En ese punto aparece una comparación incómoda, pero inevitable: Gabriel Boric. No por el contenido del proyecto, sino por el valor que ambos le asignan a la puesta en escena comunicacional. Boric entendió —quizás antes que nadie en su generación— que el poder hoy también se ejerce como relato, como imagen, como escena. Kast, que durante años despreció ese mundo como frivolidad progresista, parece haber aprendido la lección. La derecha ya no puede gobernar como si el país fuera una planilla Excel.
Pero aquí está el verdadero desafío. Como Trump o Milei, Kast llega con un mandato de ruptura. Y ese tipo de legitimidad tiene fecha de vencimiento corta. Trump lo entendió desde el primer día, firmando órdenes ejecutivas para acelerar la expulsión de migrantes ilegales y reforzar el cierre de la frontera, cumpliendo de inmediato lo que había prometido en campaña.
Milei hizo lo propio en Argentina: la motosierra sobre el Estado no fue una metáfora, y el control estricto de la inflación se transformó en el eje rector de su arranque presidencial.
En ambos casos, más allá de las controversias, hubo coherencia brutal entre promesa y acción. Nadie puede decir que no cumplieron sus promesas, por muy audaces que fueran.
Daniel Mansuy lo advirtió en Los inocentes al poder: los proyectos que llegan desde fuera del sistema tienden a subestimar la complejidad del Estado y a sobreestimar la fuerza de su voluntad. El problema no es la falta de convicción, sino el choque entre pureza y realidad. Entre promesa y gestión.
Porque lo que comparten los republicanos con otros proyectos rupturistas no es solo la impaciencia con el orden anterior, sino la convicción de que basta empujar fuerte para que el sistema se mueva. Pero en Chile los audaces no fracasan por desafiar lo existente, sino por creer que la voluntad sustituye al oficio.

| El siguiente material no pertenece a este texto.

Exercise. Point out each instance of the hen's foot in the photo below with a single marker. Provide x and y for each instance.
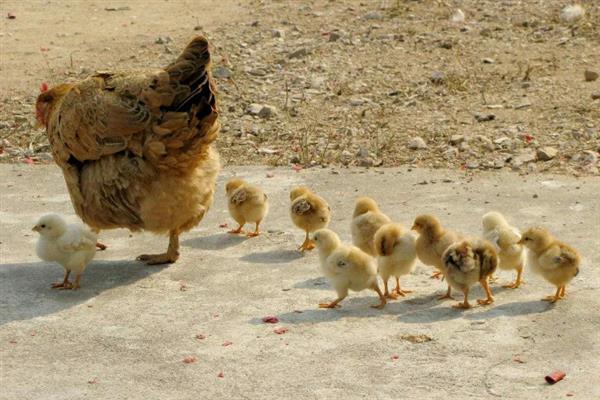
(154, 259)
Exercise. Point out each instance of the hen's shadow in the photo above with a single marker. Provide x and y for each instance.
(26, 291)
(218, 241)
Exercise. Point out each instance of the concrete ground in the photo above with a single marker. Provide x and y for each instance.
(125, 334)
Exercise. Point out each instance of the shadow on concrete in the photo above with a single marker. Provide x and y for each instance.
(26, 291)
(218, 241)
(272, 256)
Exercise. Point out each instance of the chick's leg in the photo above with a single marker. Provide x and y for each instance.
(256, 231)
(399, 291)
(465, 304)
(169, 257)
(490, 298)
(518, 281)
(386, 292)
(448, 294)
(65, 283)
(308, 244)
(381, 297)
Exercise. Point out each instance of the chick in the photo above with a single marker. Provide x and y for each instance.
(72, 246)
(468, 262)
(346, 267)
(433, 240)
(397, 255)
(557, 262)
(309, 212)
(366, 220)
(505, 237)
(247, 203)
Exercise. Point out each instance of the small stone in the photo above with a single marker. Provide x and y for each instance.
(456, 139)
(590, 76)
(417, 143)
(278, 33)
(299, 53)
(254, 109)
(572, 13)
(221, 72)
(372, 15)
(267, 111)
(479, 117)
(546, 153)
(437, 77)
(458, 16)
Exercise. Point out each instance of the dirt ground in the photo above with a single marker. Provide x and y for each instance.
(349, 83)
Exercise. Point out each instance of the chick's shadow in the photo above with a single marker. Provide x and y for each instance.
(26, 291)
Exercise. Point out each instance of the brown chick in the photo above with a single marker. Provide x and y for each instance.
(468, 262)
(136, 148)
(346, 267)
(247, 203)
(309, 212)
(366, 220)
(433, 240)
(557, 262)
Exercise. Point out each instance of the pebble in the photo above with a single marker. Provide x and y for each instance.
(417, 143)
(546, 153)
(590, 76)
(456, 139)
(572, 13)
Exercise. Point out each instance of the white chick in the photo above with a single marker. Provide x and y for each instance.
(346, 267)
(506, 239)
(396, 255)
(71, 245)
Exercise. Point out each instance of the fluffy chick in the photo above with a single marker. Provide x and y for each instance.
(433, 240)
(247, 203)
(71, 245)
(505, 237)
(366, 220)
(396, 255)
(468, 262)
(309, 212)
(557, 262)
(346, 267)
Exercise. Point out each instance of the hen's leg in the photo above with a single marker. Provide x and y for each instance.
(490, 298)
(382, 300)
(169, 257)
(399, 291)
(386, 292)
(64, 283)
(256, 231)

En ajedrez, romper el tablero no es jugar mejor: es abandonar la partida. Kast parece haber optado, al menos hasta ahora, por una apertura clásica como la Ruy López —prudente, controlando el centro, desarrollando las piezas antes de lanzar el ataque— y no por un gambito suicida.
La incógnita no es si los republicanos quieren cambiar el juego, eso ya está claro. La verdadera prueba será si entienden que incluso las revoluciones necesitan método, porque el poder no se conquista solo con fuerza, sino con la paciencia estratégica de quien sabe cuándo avanzar, cuándo defender y, sobre todo, cuándo no mover.